I am soon going to be working on internationalization efforts for Asian languages and open source for my day job, working for a semi-Government agency(despite being British, I live in Malaysia). As the value of Wikipedia grows, each country may wish to 'sponsor' its own web in terms of disk space, overheads, etc. I might try to get some Government money to 'seed' the Malay language Wikipedia, perhaps offering a competition to reward the most hardworking contributors, until it's at critical mass. Trouble is, I think Asian culture makes people likely to read, and less likely to write, people seem more worried about making mistakes or offending somebody else here, whereas Europeans and possibly Americans get taught at school to act on impulse. -- User:WillSmith on Wikipedia-EN
Er, there's a thought, maybe the users should be consolidated. Shouldn't have to register twice to work in multiple languages.
About consolidating pictures - hard to find pictures, easier to upload your own. But maybe Pics in 1 namespace could be reference in another? So articles could share pictures, but the filenames wouldn't clash?
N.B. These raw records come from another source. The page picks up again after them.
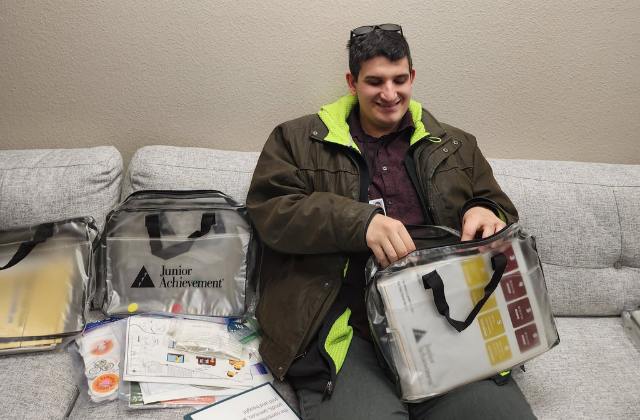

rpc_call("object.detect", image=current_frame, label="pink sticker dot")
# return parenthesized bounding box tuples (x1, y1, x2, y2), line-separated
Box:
(171, 304, 182, 313)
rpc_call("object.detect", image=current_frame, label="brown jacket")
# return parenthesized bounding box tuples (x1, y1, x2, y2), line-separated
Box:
(247, 95, 518, 380)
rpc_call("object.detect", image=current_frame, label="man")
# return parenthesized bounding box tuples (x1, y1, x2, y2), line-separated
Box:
(247, 25, 535, 419)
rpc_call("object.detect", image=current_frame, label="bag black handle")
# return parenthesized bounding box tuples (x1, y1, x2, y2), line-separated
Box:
(212, 190, 242, 207)
(0, 223, 55, 270)
(421, 252, 507, 332)
(405, 224, 460, 239)
(405, 224, 461, 249)
(145, 213, 217, 260)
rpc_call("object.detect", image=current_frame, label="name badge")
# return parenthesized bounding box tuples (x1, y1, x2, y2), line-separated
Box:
(369, 198, 386, 215)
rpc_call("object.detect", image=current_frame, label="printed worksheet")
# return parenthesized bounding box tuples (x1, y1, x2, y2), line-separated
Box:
(139, 362, 273, 404)
(185, 383, 300, 420)
(124, 316, 263, 388)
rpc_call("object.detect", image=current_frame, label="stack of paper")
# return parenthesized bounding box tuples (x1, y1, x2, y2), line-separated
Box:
(123, 315, 272, 408)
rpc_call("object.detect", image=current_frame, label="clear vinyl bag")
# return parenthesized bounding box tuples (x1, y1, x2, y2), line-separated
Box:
(366, 223, 559, 402)
(97, 190, 258, 317)
(0, 217, 98, 354)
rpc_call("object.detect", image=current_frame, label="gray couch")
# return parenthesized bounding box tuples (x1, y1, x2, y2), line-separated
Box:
(1, 145, 638, 419)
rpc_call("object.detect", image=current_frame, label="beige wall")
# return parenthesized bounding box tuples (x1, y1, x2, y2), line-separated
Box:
(2, 1, 639, 164)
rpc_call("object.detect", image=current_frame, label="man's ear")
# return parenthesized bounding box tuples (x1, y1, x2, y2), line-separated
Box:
(346, 72, 357, 95)
(410, 68, 416, 85)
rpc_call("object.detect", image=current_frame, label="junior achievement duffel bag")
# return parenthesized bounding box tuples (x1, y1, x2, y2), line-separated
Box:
(366, 223, 559, 401)
(97, 190, 258, 317)
(0, 217, 98, 353)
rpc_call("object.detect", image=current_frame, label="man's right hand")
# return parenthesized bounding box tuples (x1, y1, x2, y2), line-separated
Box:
(366, 214, 416, 268)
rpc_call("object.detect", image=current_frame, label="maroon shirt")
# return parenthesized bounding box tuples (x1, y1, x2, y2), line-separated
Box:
(347, 107, 425, 226)
(340, 107, 426, 340)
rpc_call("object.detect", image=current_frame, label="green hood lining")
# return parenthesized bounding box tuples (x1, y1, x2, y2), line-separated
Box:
(317, 94, 437, 151)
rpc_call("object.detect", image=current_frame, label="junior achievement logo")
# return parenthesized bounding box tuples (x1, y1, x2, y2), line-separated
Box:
(130, 265, 223, 288)
(131, 266, 155, 288)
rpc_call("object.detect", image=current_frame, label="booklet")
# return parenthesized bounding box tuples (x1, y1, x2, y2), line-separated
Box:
(185, 383, 300, 420)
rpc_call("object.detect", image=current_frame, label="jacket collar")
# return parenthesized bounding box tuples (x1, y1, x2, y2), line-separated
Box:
(315, 94, 447, 151)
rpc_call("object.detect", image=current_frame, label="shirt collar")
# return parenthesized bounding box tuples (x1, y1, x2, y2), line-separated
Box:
(347, 105, 415, 142)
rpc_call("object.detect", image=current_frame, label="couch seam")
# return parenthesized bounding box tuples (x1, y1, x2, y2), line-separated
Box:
(64, 386, 80, 418)
(542, 261, 622, 270)
(611, 188, 626, 305)
(0, 161, 117, 170)
(493, 173, 640, 188)
(138, 161, 256, 173)
(0, 170, 6, 215)
(126, 156, 137, 198)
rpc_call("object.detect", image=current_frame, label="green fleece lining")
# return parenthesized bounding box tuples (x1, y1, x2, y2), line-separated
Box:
(324, 309, 353, 374)
(496, 208, 507, 223)
(317, 94, 435, 150)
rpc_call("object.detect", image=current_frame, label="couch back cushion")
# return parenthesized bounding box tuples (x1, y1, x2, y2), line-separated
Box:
(490, 159, 640, 316)
(123, 148, 639, 317)
(0, 146, 122, 230)
(122, 146, 259, 203)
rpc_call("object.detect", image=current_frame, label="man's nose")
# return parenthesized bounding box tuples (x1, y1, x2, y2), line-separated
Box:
(379, 82, 396, 102)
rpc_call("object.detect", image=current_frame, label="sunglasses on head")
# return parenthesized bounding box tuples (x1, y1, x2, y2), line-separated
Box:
(350, 24, 403, 39)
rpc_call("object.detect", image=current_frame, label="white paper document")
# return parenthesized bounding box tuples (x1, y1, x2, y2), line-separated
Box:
(139, 362, 273, 404)
(185, 383, 300, 420)
(124, 316, 270, 389)
(140, 382, 230, 404)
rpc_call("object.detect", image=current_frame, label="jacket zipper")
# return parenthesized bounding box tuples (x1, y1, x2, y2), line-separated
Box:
(291, 136, 367, 382)
(404, 139, 437, 225)
(322, 143, 368, 397)
(294, 273, 342, 365)
(296, 135, 368, 356)
(343, 144, 371, 202)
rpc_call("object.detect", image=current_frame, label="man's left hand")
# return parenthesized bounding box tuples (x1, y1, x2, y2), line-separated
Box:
(460, 206, 506, 241)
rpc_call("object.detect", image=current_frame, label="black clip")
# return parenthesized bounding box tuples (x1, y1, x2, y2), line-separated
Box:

Sort of like
"Trouble is, I think Asian culture makes people likely to read, and less likely to write, people seem more worried about making mistakes or offending somebody else here, whereas Europeans and possibly Americans get taught at school to act on impulse."
- I think, the reason that English remains to be the biggest is also relate to the database designing and access to Meta - where policies will be discussed and made.
- If I were you, I will say "I feel Asian culture makes me likely to read..." instead of makes "people"think so. This is exact the same reason why English could not represent world culture.
- The multilingual Wikipedia will be great only if it can help people cross language barrier and start to communicate.